I was hired as a receptionist at a company that provided music and shows for radio stations throughout the world. It was interesting. The people were great. I loved answering the phone not knowing whether I would have to speak Spanish, French, Italian, or English. Plus, I loved being a DJ in college.
The problem was that it interfered with producing the short film. Okay, so we didn’t get into section two of the Making a Short Film class, but the director told me he had the money and wanted to make the film anyhow. Plus, from meeting other people, they seemed to say that the way to make it in film, was to make a film. If he was paying, I was in.
I tried to make phone calls to recruit a crew and get things we needed (like film stock) during work hours but the phone kept ringing and it was my job to answer it. I then made calls at lunch but everyone I called was at lunch too. So, I sadly, had to leave this job. I told them it was because I was going to make a movie. The man who hired me said that he had lived in LA a long time and most of these dreams go up in smoke. I knew I was different!
Instead I applied for a job where my housemate worked – an insurance agency. Great money working on a computer all day and even better, weird hours – 6am-2pm so I could make calls all afternoon. I got the job and settled there the rest of the “school” year.
Another group that did get into section two invited me to join them (and share the now group cost of tuition).
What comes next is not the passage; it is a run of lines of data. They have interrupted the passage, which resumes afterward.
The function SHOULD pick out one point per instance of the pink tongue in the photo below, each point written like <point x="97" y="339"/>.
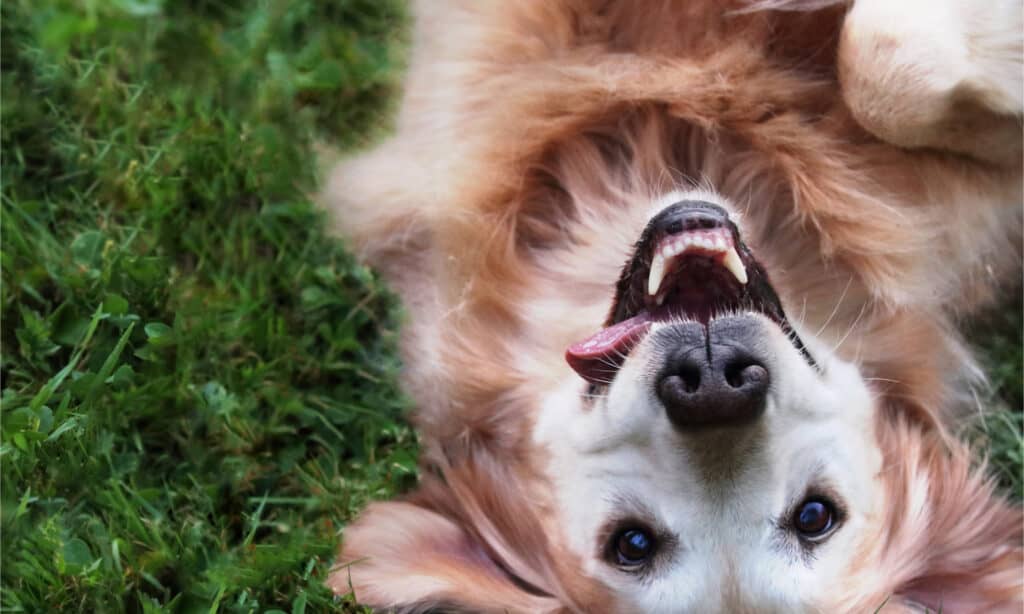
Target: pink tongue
<point x="598" y="357"/>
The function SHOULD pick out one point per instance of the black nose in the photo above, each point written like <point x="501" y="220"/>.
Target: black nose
<point x="689" y="215"/>
<point x="718" y="383"/>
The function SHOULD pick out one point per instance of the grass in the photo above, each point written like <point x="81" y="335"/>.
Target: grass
<point x="199" y="386"/>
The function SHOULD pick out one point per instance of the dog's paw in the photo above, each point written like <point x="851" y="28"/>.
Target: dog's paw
<point x="942" y="74"/>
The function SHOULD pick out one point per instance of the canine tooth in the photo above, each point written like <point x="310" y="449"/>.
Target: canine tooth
<point x="656" y="273"/>
<point x="732" y="262"/>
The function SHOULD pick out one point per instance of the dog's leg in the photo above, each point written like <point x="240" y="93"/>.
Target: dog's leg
<point x="943" y="74"/>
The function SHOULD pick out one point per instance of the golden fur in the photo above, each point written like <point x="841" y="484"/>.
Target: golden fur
<point x="531" y="130"/>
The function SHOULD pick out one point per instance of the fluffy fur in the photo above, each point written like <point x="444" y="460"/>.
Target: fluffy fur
<point x="532" y="140"/>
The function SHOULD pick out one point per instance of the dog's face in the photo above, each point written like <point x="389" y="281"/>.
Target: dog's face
<point x="707" y="455"/>
<point x="715" y="459"/>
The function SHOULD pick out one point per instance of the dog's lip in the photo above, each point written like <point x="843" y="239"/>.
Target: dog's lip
<point x="699" y="284"/>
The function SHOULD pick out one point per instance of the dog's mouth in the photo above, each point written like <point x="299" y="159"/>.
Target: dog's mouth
<point x="689" y="264"/>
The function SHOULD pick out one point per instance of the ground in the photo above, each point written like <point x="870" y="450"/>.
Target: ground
<point x="198" y="384"/>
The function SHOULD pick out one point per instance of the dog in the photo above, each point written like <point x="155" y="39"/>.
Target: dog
<point x="682" y="281"/>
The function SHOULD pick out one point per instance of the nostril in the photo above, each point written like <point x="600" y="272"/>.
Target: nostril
<point x="743" y="373"/>
<point x="690" y="379"/>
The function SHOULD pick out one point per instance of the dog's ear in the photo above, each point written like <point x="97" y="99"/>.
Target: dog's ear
<point x="401" y="556"/>
<point x="975" y="564"/>
<point x="955" y="542"/>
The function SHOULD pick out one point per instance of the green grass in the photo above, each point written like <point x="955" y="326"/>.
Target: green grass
<point x="199" y="386"/>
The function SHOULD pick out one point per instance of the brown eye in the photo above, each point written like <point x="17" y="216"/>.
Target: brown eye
<point x="633" y="546"/>
<point x="814" y="518"/>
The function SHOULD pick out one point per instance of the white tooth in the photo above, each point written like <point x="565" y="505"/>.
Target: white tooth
<point x="735" y="265"/>
<point x="656" y="273"/>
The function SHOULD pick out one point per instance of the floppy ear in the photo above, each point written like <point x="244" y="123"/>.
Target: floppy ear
<point x="406" y="557"/>
<point x="960" y="549"/>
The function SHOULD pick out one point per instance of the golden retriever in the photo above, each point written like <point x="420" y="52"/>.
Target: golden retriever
<point x="682" y="278"/>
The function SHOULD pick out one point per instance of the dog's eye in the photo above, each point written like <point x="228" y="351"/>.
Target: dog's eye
<point x="633" y="546"/>
<point x="814" y="518"/>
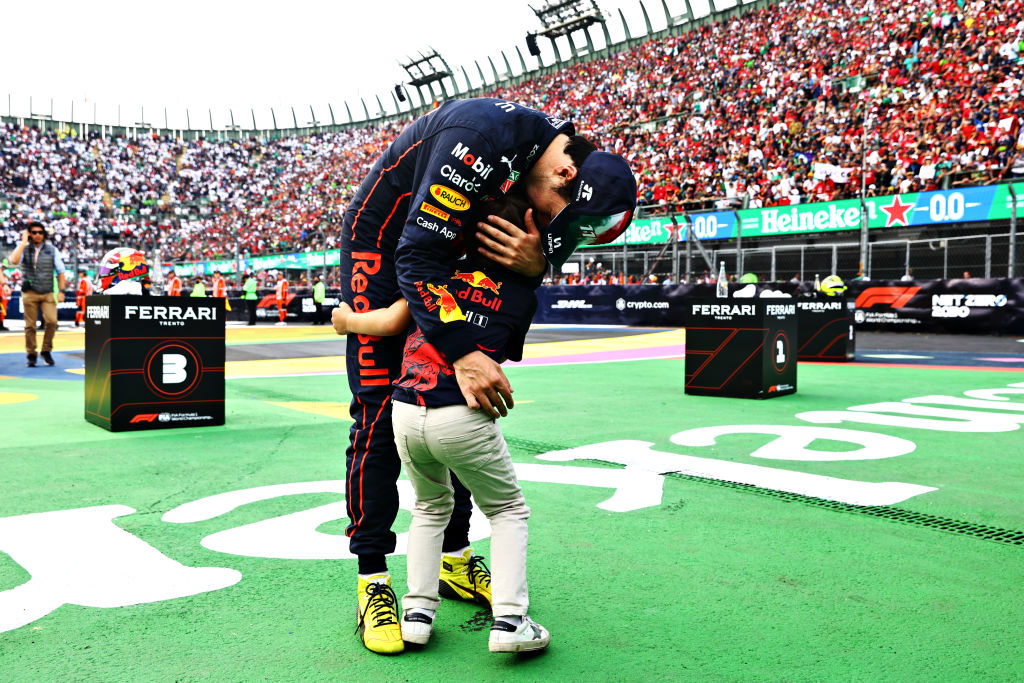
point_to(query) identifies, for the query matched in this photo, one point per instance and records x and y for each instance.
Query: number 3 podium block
(154, 363)
(742, 348)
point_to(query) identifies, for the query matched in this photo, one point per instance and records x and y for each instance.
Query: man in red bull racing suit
(400, 232)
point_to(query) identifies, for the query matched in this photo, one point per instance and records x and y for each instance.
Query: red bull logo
(478, 280)
(132, 260)
(450, 310)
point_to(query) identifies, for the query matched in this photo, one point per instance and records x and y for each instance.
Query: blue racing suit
(401, 231)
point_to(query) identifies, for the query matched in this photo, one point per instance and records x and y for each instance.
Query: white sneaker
(416, 628)
(528, 636)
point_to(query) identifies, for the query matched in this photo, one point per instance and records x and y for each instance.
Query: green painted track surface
(714, 581)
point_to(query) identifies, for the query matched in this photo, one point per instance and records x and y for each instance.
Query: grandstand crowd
(778, 105)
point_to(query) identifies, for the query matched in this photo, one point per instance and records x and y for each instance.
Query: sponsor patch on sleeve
(434, 211)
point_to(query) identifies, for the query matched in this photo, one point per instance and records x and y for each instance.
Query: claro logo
(450, 198)
(894, 297)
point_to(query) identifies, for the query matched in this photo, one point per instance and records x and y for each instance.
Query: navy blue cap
(604, 198)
I went to one class but backed out due to my lack of money for another class. Yet, the contacts I made helped me get onto my first film sets since I was hungry jump into production, any production.
But the short film I was producing wasn’t going as great as I thought. Here I was changing my job for it, not going on with the UCLA class, and thinking of investing some of my savings into it. But the director was giving off signs that maybe he wasn’t trustworthy. Once we got rejected by UCLA he got another writer and started hinting that she’d get credit too. In the early stages of a film career you don’t work for money, you work for credit. I needed a screen to say I was the writer so that I could then write other movies in the future. That’s one reason I decided to work with him – to write the movie.
We had our talks and our arguments and he promised I’d get co-writing credit since I wrote the first scripts. I had heard of these things happening in Hollywood, I just didn’t think they happened so soon. I had heard the horror stories of people writing scripts and then getting written off the credit scroll.
I decided to stay with the project just to make sure I really got my credit. For mental survival, I to put my heart into my Indigo Girls script and focused on working with women in the future. At this time we also added another producer, a male acquaintance of mine from one of my many day jobs. All of a sudden the director and this guy (who was supposed to work under me) were talking sports and I felt pushed out. I was starting to think men couldn’t be trusted in this town.
The dating scene was even worse. I loved all the meeting of people and networking and sometimes there was flirting. I knew my body type didn’t fit in – I wasn’t a size 6 or 10 even. One guy at a party said “I know what you’re thinking ‘I don’t fit in’. Don’t worry. Guys will like you because you are nice”. Nice? In a town built on not nice?
I had a lot of first dates and false hopes. Even dated briefly an old friend who lived nearby but that crashed and burned from his shy and weird issues. I mostly just networked for my career and wrote my script. I felt like the L in Los Angeles was really for Lonliness.